Introduction
Trail is your Copilot for AI Governance. Trail automates the documentation of the Machine Learning development process, while bringing more transparency to your ML experiments and governance requirements. Start by using MLflow to track experiments and browse through the navigation from left to right to explore all the features.
Features
trail comes with the following main functionalities:
- AI Registry: trail allows you to register your use cases in a central place. This allows you to easily keep track of your AI use cases, compare risk levels and push adoption.
- Risk Management: trail helps you to identify and manage risks in your AI projects. It provides you with a set of risk templates, a risk assessment tool and a risk treatment planning to keep track of your risks.

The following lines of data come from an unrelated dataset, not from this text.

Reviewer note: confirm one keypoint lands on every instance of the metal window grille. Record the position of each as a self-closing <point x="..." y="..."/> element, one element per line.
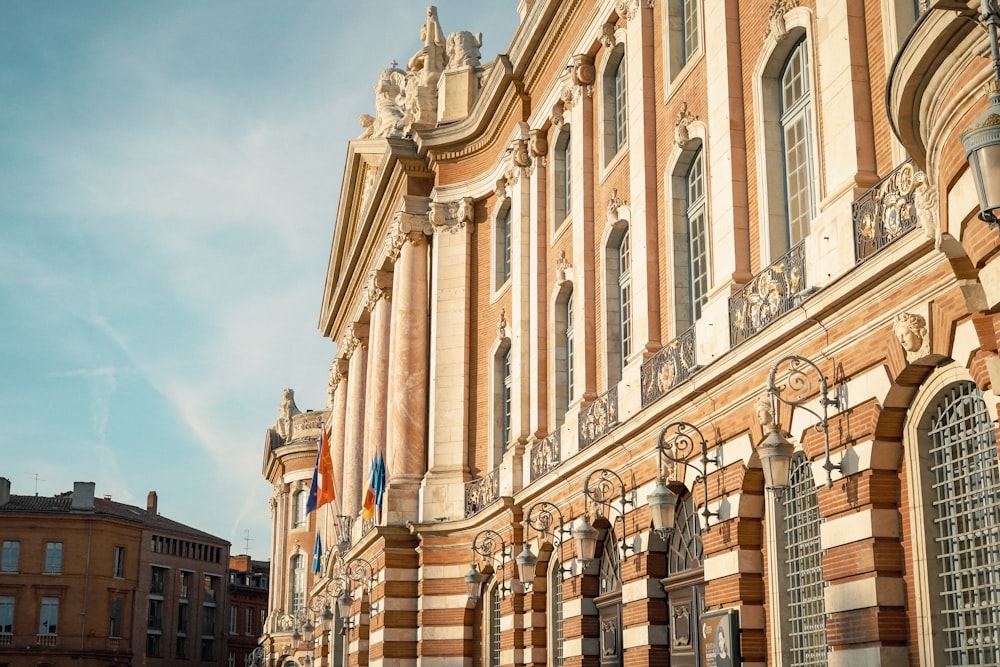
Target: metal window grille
<point x="804" y="568"/>
<point x="965" y="488"/>
<point x="697" y="234"/>
<point x="625" y="296"/>
<point x="620" y="106"/>
<point x="797" y="149"/>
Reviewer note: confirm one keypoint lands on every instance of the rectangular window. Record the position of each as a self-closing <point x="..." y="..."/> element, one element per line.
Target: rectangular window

- Experiment Management: trail brings traceability to your development process by visualizing tracked experiments in a clear tree structure. This allows you to easily compare different experiments, their evaluations and results.
- Documentation-Engine: trail creates automated documentations based on all the ML Metadata in a central place. This allows you to easily share your results with your interdisciplinary colleagues or external parties without the overhead of manually writing and updating documentation.
- Compliance: trail helps you to comply with the necessary regulations and standards in the field of AI. It breaks down the complicated governance requiremeents into easy to follow steps.
- Organizational Context: trail allows you to define the roles and responsibilities in your organization and to provide information in the organizational questionnaire. This information is important to get draft policies for certification.
For the full functionality, request access to trail.
What you need before getting started:
Trail app
You can access the trail app here and login with your credentials. If you don't have credentials yet, request early access on the website.
Python Package
You can find the trail python package on pypi.